Byleth stopped the sword mid-swing, right before they could deal the killing blow.

This is not how the story ends. This is not how it was written. The look in his eyes, the strength in his hands....such things were once meant for them, and them alone.

(or, the author angsts for their beloved Deer in the middle of a Crimson Flower playthrough)

Notes:

(See the end of the work for notes.)

Work Text:

They had read a thousand different books on strategy, all purporting to gift the reader with a sense of knowledge and calm, even amidst the turmoil of the battlefield.

Said books were, to put it mildly, full of wyvern dung.

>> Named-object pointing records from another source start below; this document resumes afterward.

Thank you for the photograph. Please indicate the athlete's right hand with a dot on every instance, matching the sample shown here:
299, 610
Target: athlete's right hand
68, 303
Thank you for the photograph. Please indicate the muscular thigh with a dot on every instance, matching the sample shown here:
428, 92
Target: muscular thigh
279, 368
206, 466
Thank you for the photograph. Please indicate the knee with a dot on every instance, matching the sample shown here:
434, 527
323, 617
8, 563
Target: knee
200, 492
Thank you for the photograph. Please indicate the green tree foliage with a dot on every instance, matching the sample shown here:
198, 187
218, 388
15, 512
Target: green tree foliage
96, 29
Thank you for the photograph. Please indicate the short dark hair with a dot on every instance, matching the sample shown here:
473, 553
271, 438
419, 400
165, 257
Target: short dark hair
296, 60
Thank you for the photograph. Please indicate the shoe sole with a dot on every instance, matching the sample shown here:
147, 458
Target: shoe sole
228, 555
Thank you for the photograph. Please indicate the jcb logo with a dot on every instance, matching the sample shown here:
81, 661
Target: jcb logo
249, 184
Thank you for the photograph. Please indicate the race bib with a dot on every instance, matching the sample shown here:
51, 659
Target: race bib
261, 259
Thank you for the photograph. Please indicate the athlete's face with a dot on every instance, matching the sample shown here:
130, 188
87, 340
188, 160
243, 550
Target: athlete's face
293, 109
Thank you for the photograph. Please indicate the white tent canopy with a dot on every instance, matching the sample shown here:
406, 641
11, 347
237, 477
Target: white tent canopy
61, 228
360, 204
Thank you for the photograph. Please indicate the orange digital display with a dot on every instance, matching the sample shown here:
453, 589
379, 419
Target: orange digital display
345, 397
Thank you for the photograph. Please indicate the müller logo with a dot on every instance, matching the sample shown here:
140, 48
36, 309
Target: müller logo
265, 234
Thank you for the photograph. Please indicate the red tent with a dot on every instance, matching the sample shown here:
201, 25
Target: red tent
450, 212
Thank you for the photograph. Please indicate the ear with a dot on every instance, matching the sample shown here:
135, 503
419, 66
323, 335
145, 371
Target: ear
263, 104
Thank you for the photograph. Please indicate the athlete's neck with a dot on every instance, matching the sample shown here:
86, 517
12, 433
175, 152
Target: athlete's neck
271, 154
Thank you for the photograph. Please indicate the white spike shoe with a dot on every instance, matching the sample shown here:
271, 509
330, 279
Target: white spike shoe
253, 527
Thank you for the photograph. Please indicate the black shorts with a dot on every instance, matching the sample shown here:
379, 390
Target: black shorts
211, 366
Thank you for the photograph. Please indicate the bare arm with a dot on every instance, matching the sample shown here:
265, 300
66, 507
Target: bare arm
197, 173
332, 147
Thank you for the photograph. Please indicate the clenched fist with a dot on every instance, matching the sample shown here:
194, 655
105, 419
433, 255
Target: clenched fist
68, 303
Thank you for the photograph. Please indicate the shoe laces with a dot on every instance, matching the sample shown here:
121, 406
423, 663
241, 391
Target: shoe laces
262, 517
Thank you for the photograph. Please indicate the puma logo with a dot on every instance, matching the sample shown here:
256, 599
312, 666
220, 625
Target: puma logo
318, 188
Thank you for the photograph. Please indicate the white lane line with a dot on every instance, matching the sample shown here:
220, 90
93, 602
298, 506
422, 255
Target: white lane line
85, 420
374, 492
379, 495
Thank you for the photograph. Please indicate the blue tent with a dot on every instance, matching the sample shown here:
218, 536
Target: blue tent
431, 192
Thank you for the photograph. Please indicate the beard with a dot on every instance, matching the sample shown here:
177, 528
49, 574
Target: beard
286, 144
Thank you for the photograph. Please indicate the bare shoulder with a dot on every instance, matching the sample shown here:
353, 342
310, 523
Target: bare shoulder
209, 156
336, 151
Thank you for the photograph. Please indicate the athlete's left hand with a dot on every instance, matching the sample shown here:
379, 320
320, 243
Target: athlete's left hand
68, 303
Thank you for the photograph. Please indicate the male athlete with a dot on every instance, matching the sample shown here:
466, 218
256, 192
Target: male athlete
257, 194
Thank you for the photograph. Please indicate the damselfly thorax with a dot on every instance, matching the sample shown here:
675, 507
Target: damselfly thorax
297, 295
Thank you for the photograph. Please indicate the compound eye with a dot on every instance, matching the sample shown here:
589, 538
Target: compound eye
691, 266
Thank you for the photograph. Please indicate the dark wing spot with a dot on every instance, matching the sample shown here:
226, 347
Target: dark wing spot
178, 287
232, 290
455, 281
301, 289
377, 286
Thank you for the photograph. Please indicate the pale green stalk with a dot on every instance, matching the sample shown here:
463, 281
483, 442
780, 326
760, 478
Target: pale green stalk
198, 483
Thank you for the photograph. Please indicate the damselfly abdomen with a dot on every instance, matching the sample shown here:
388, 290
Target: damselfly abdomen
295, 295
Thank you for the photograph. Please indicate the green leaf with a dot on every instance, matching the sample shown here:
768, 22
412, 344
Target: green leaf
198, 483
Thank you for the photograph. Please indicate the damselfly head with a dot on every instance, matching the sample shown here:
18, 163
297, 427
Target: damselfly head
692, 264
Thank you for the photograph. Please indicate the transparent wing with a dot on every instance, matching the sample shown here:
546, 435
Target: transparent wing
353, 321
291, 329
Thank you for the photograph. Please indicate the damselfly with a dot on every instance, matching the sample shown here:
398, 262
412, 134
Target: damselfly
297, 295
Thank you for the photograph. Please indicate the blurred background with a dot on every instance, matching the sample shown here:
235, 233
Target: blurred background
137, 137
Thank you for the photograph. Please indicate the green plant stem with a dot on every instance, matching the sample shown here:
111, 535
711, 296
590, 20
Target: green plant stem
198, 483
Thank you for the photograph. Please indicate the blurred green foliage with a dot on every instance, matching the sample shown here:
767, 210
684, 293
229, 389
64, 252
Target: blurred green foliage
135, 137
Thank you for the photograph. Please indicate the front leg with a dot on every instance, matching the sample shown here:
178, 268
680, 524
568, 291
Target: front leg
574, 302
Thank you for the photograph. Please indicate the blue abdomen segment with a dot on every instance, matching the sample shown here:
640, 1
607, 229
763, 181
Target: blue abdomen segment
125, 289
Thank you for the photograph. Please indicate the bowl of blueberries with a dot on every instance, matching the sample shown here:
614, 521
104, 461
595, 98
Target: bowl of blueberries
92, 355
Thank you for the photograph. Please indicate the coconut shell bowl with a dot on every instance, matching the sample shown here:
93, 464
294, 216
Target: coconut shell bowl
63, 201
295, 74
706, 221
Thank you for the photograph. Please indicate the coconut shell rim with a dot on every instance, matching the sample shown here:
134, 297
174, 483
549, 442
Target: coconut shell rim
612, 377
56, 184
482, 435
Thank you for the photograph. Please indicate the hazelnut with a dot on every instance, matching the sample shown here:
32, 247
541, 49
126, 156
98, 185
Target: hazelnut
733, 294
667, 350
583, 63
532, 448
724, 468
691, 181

The battlefield was chaos, pure and simple. Anyone who thought it could be strategized, neatly laid out onto a grid complete with little metal figurines and flags, was a) a fool and b)someone who had clearly never been on a real battlefield.

Deirdru, circa right now, was proof of that. They had vague recollections of visiting the Aquatic Capital before, back when it wasn't an active war zone. It was an interesting city, full of tiny hole-in-the-wall cafes and small knickknack shops that sold everything, from daggers you could use to off your enemies to handkerchiefs with which to wipe the blood of your enemies off. Right now, however, the storefronts were boarded up, the patrons had long since evacuated. If it weren't for the din of battle in the streets, the city would be oddly silent.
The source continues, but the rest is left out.